@arvoretech/pi-kokoro-tts

v1.1.0

Published

4 hours ago

PI extension that speaks the assistant's responses out loud using a Kokoro-FastAPI text-to-speech endpoint

0High
0Medium
0Low

pi extension text-to-speech tts kokoro voice

@arvoretech/pi-kokoro-tts

PI extension that speaks the assistant's responses out loud using a Kokoro-FastAPI text-to-speech endpoint.

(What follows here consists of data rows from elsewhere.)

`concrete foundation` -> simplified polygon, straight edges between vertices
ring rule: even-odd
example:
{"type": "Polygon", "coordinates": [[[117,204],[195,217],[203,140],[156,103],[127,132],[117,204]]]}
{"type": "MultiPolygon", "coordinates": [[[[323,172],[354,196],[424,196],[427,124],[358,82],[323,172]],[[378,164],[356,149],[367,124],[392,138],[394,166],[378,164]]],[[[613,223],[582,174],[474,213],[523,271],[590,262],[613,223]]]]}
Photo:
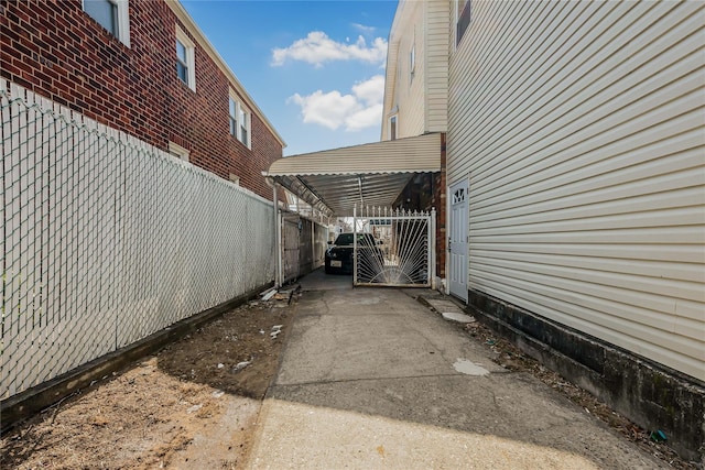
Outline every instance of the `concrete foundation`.
{"type": "Polygon", "coordinates": [[[468,313],[525,353],[705,463],[705,384],[573,328],[468,291],[468,313]]]}

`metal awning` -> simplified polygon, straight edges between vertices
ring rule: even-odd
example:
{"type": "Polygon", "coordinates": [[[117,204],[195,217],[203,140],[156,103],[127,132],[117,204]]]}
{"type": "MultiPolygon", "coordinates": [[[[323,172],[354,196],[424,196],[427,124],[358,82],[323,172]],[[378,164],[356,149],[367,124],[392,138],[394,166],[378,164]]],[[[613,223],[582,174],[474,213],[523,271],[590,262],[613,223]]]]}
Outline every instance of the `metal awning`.
{"type": "Polygon", "coordinates": [[[264,176],[327,216],[355,205],[391,206],[417,173],[441,171],[441,134],[431,133],[288,156],[264,176]]]}

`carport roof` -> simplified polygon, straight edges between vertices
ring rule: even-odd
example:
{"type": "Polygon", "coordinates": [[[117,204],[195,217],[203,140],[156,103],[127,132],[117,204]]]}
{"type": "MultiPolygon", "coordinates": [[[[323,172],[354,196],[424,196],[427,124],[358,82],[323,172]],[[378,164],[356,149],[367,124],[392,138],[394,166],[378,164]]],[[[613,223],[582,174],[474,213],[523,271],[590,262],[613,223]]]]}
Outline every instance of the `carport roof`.
{"type": "Polygon", "coordinates": [[[327,216],[355,205],[391,206],[416,173],[441,171],[441,134],[375,142],[288,156],[268,176],[327,216]]]}

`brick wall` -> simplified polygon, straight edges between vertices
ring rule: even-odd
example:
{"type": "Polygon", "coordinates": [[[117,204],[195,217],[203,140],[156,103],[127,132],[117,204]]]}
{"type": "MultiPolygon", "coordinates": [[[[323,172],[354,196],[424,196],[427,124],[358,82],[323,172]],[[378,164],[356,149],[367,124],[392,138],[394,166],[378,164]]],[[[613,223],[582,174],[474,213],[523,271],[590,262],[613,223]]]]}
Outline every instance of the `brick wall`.
{"type": "Polygon", "coordinates": [[[238,175],[271,199],[261,172],[282,156],[281,143],[254,113],[251,150],[230,135],[230,84],[193,36],[196,91],[178,79],[176,24],[188,34],[164,1],[130,1],[127,47],[83,12],[82,0],[1,0],[0,74],[158,147],[175,142],[193,164],[238,175]]]}

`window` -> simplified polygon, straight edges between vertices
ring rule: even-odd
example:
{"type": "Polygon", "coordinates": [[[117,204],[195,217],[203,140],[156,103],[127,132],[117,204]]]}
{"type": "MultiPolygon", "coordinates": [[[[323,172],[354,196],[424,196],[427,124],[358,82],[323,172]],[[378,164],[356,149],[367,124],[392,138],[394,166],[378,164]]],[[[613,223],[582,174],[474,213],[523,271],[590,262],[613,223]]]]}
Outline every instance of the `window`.
{"type": "Polygon", "coordinates": [[[470,0],[455,0],[455,45],[460,44],[465,30],[470,24],[470,0]]]}
{"type": "Polygon", "coordinates": [[[250,147],[250,113],[242,109],[240,106],[240,116],[238,121],[240,121],[240,142],[242,142],[248,149],[250,147]]]}
{"type": "Polygon", "coordinates": [[[397,116],[389,118],[389,140],[397,140],[397,116]]]}
{"type": "Polygon", "coordinates": [[[188,152],[188,150],[184,149],[183,146],[178,145],[177,143],[169,142],[169,153],[171,153],[172,155],[174,155],[177,159],[181,159],[183,161],[188,162],[188,154],[191,152],[188,152]]]}
{"type": "Polygon", "coordinates": [[[414,79],[414,70],[416,69],[416,44],[412,44],[411,52],[409,53],[409,70],[411,73],[411,79],[414,79]]]}
{"type": "Polygon", "coordinates": [[[230,134],[238,136],[238,103],[236,100],[230,98],[230,107],[228,111],[228,119],[230,121],[230,134]]]}
{"type": "Polygon", "coordinates": [[[196,91],[195,65],[194,43],[176,28],[176,76],[194,91],[196,91]]]}
{"type": "Polygon", "coordinates": [[[230,134],[242,142],[248,149],[252,147],[250,142],[251,120],[252,114],[250,111],[248,111],[248,109],[236,98],[235,91],[230,90],[230,101],[228,107],[230,134]]]}
{"type": "Polygon", "coordinates": [[[130,46],[128,0],[84,0],[84,11],[122,44],[130,46]]]}

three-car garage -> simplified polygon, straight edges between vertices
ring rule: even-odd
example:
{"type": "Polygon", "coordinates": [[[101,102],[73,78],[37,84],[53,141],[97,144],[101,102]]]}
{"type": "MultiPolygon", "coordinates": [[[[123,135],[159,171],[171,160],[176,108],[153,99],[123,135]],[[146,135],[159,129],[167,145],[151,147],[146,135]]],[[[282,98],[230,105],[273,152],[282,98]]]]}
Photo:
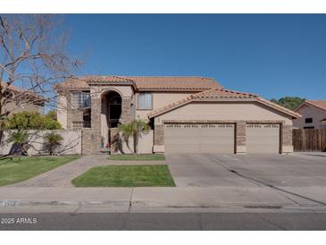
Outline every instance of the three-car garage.
{"type": "MultiPolygon", "coordinates": [[[[280,123],[247,123],[247,153],[280,153],[280,123]]],[[[236,123],[165,123],[167,154],[236,153],[236,123]]]]}
{"type": "Polygon", "coordinates": [[[292,119],[300,115],[256,95],[211,89],[152,112],[154,152],[293,152],[292,119]]]}

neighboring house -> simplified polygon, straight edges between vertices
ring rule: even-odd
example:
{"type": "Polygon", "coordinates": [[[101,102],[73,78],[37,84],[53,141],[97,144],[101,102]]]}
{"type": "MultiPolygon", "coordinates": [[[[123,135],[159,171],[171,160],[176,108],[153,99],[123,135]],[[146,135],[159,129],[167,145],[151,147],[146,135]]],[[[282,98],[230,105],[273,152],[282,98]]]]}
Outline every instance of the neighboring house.
{"type": "Polygon", "coordinates": [[[292,120],[300,117],[212,78],[88,76],[56,89],[58,121],[83,130],[84,154],[110,146],[118,123],[135,118],[153,130],[153,137],[140,139],[143,153],[288,153],[292,120]]]}
{"type": "Polygon", "coordinates": [[[296,110],[302,118],[293,120],[299,129],[326,129],[326,100],[305,100],[296,110]]]}
{"type": "Polygon", "coordinates": [[[9,115],[18,112],[44,113],[45,98],[35,93],[10,85],[5,95],[5,102],[2,113],[9,112],[9,115]]]}

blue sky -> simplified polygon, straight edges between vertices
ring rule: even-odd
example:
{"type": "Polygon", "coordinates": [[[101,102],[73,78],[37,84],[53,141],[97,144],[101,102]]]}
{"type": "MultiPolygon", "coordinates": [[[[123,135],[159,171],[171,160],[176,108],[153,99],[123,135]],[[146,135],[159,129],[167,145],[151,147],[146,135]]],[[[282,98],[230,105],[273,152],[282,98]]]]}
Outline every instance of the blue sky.
{"type": "Polygon", "coordinates": [[[326,99],[326,14],[65,17],[82,74],[207,76],[269,99],[326,99]]]}

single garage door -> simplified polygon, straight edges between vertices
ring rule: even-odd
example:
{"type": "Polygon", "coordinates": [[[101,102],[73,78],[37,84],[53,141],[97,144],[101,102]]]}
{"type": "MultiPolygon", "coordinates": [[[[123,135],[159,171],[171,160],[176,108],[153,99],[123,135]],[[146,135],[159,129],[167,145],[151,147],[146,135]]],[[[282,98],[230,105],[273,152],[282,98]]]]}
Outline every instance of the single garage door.
{"type": "Polygon", "coordinates": [[[234,153],[234,124],[164,125],[165,153],[234,153]]]}
{"type": "Polygon", "coordinates": [[[280,124],[247,124],[247,153],[280,153],[280,124]]]}

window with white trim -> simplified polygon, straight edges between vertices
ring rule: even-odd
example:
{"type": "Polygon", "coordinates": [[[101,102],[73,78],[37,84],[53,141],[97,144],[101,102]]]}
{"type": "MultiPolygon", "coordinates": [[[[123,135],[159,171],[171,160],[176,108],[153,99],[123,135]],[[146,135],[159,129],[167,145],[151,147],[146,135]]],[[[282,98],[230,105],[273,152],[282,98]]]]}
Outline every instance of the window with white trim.
{"type": "Polygon", "coordinates": [[[151,93],[140,93],[138,95],[138,109],[152,110],[153,96],[151,93]]]}
{"type": "Polygon", "coordinates": [[[89,92],[72,92],[71,93],[71,108],[82,109],[90,106],[89,92]]]}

Pairs with @arvoretech/pi-elevenlabs-stt to enable a full voice loop: speak to pi (STT), pi answers in text, and this extension reads the answer back to you (TTS).

What it does

Registers a keyboard shortcut that toggles voice mode. While voice mode is on, every final assistant response is streamed to the Kokoro endpoint (POST /v1/audio/speech) and played through ffplay as it arrives.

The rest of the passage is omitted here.